Nach den Massakern der LRA: Keiner schützt die Kongolesen

Die Berichte über neue Massaker der ugandischen LRA-Rebellen im Kongo werfen die Frage auf, ob der vereinbarte baldige Abzug der UN-Blauhelme wirklich eine gute Idee ist.

Die UN plant den Abzug ihrer Kongo-Truppen, dabei werden sie weiter gebraucht. Bild: ap

Die Berichte über neue Massaker ugandischer Rebellen tief in der Demokratischen Republik Kongo haben eine neue Debatte über die Zukunft der UN-Mission im Kongo (Monuc) ausgelöst. "Wenn man wirklich Sicherheit herstellen will, braucht man etwas länger für den Rückzug", sagte Christian Manahl, Ostkongo-Koordinator der Monuc in Goma, gegenüber der taz. Die bestehenden Planungen, die knapp 20.000 Soldaten der Monuc bis Ende 2011 komplett abzuziehen und damit die weltgrößte UN-Blauhelmmission zu beenden, müssten möglicherweise neu diskutiert werden, ebenso der anvisierte Abzug der ersten 2.000 Soldaten bis Mitte 2010. "Das ist am Sicherheitsrat, mit der Regierung zu diskutieren, ob die erste Phase planmäßig vonstatten geht", so Manahl weiter.

Am Wochenende hatte die Menschenrechtsorganisation Human Rights Watch eine Reihe bislang unbekannter Massaker der ugandischen Rebellenarmee LRA (Widerstandsarmee des Herrn) in einem schwer zugänglichen Gebiet um Tapili westlich der Stadt Dungu im Nordosten Kongos enthüllt. Mindestens 321 Menschen seien getötet worden, so die von der UNO bestätigten HRW-Recherchen. Während sowohl Ugandas Armee als auch ein LRA-Sprecher Zweifel an der Täterschaft der LRA äußerten, fragen Menschenrechtler nun erneut, wieso die Monuc Kongos Bevölkerung nicht schützt und wieso sie jetzt trotz der ständigen Übergriffe von Milizen und auch Regierungssoldaten im Ostkongo einen Rückzugsplan mit Kongos Regierung vereinbart hat.

Von den 20.000 UN-Soldaten im Kongo sind knapp 10.000 in den beiden Kivu-Provinzen im Ostkongo stationiert. In der riesigen Provinz Orientale im Nordosten Kongos, wo die LRA aktiv ist, stehen viel weniger: 336 in der Provinzhauptstadt Kisangani, 1.000 in Dungu und weitere Einheiten im an Uganda angrenzenden Distrikt Ituri, wo lokale Rebellen aktiv sind. "Wir werden uns auch in Zukunft darauf beschränken müssen, die wichtigsten Bevölkerungszentren und Verkehrsverbindungen zu schützen", warnt Manahl.

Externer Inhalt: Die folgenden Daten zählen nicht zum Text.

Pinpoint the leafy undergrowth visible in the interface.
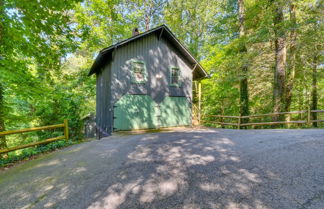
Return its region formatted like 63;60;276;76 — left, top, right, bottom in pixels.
0;140;84;168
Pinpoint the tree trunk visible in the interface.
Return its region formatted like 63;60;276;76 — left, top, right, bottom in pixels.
144;0;153;31
237;0;250;123
285;3;297;124
0;0;7;157
0;83;7;149
273;1;287;121
310;55;318;127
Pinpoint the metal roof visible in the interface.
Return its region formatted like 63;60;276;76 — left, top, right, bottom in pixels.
89;25;208;79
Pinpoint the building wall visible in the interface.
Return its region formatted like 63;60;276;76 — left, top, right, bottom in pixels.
97;34;193;134
96;63;113;138
111;34;193;104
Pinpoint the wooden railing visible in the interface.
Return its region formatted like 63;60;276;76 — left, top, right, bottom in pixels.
0;120;69;154
200;110;324;129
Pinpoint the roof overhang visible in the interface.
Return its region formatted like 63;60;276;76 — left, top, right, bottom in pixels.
88;25;209;80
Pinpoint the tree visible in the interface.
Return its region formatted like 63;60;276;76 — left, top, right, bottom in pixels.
237;0;249;123
285;2;297;116
271;0;287;120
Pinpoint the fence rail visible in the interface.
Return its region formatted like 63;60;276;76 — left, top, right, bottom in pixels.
0;120;69;154
200;110;324;129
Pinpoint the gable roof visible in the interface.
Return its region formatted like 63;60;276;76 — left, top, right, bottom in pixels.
88;25;208;80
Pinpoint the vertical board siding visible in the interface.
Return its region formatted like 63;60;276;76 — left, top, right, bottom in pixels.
97;34;193;133
111;34;192;103
96;64;113;138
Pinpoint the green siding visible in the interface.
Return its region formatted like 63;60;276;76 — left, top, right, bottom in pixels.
160;97;191;127
114;94;158;130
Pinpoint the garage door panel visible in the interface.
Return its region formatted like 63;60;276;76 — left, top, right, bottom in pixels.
160;97;191;127
114;95;158;130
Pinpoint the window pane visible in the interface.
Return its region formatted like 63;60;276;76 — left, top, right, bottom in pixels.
133;62;145;82
171;68;180;84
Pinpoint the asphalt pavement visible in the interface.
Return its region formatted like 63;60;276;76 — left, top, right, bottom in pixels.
0;128;324;209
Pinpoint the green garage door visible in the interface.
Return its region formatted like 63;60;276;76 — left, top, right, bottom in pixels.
114;94;159;131
160;97;191;127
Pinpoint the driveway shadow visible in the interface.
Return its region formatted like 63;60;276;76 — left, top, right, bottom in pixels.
0;129;324;209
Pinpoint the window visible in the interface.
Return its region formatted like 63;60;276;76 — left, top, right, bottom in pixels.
170;67;180;86
132;60;146;83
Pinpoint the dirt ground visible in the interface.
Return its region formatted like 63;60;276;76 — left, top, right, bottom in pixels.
0;128;324;209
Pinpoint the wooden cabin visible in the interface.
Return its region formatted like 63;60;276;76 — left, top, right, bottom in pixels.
89;25;207;138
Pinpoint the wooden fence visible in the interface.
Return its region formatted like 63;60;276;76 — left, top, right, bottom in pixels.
0;120;69;154
200;110;324;129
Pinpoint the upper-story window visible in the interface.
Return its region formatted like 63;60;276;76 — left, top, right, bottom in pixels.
132;60;147;83
170;67;180;86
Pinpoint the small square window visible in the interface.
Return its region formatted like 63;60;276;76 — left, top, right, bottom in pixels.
170;68;180;86
132;61;146;83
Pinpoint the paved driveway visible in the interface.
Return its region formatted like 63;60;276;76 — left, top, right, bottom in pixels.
0;129;324;209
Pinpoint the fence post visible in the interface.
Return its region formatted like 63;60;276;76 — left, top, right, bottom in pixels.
307;108;311;125
64;119;69;140
198;81;201;125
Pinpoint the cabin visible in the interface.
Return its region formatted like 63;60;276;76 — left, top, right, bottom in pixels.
89;25;207;138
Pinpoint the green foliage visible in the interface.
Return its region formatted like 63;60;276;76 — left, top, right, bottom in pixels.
0;141;73;167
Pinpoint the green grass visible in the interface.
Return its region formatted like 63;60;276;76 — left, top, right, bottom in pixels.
0;140;73;167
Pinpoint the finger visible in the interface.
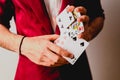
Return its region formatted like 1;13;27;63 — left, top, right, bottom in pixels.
67;6;75;12
48;43;73;58
75;6;87;14
77;15;89;23
40;56;54;66
40;34;59;41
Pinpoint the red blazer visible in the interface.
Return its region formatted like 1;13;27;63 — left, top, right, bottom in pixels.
0;0;103;80
13;0;75;80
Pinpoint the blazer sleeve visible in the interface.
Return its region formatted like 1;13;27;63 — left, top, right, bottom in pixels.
0;0;13;28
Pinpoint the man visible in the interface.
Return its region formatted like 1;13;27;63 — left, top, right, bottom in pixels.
0;0;104;80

Auch die UN-Unterstützung der kongolesischen Regierungsarmee FARDC stoße da an ihre Grenzen. "Wir unterstützen die FARDC mit Hubschraubern, wir transportieren Truppen und Munition, auch Lebensmittel. Wir würden gerne mehr machen", so der UN-Koordinator. Die gesamte Monuc habe nur 78 Flugzeuge und Hubschrauber. Ende 2008 seien 18 weitere Hubschrauber autorisiert worden, aber nur zwei davon seien bisher eingetroffen. Dies ist auch der Hintergrund für den Appell von Monuc-Chef Alan Doss im britischen BBC-Rundfunk gestern früh, die Mobilität der UN-Truppen in der Luft zu erhöhen.

Die LRA hat im nordostkongolesischen Distrikt Haut-Uélé seit Anfang 2008 300.000 Menschen vertrieben und über 1.800 getötet, obwohl ugandische Militärquellen ihre Stärke auf nur wenige hundert beziffern. Auch in der angrenzenden Zentralafrikanischen Republik wurden in den letzten Wochen verstärkt blutige LRA-Überfälle gemeldet. LRA-Chef Joseph Kony soll vor Kurzem aus dem Sudan in den Kongo zurückgekehrt sein.

Die UN-Blauhelme im Kongo konzentrieren ihre Arbeit auf Kivu, wo bis vor gut einem Jahr die Rebellen des Tutsi-Generals Laurent Nkunda die Regierungstruppen in Schach hielten und die ruandischen FDLR-Milizen zwar geschwächt sind, aber aktiv bleiben. Die taz erreichte gestern ein Bericht einer Frauenorganisation aus der Provinz Süd-Kivu, der eine Reihe von Massakern der FDLR an Frauen auflistet sowie Repressalien der FARDC, die mit FDLR-Milizionären verheiratete kongolesische Frauen getötet oder entführt hätten.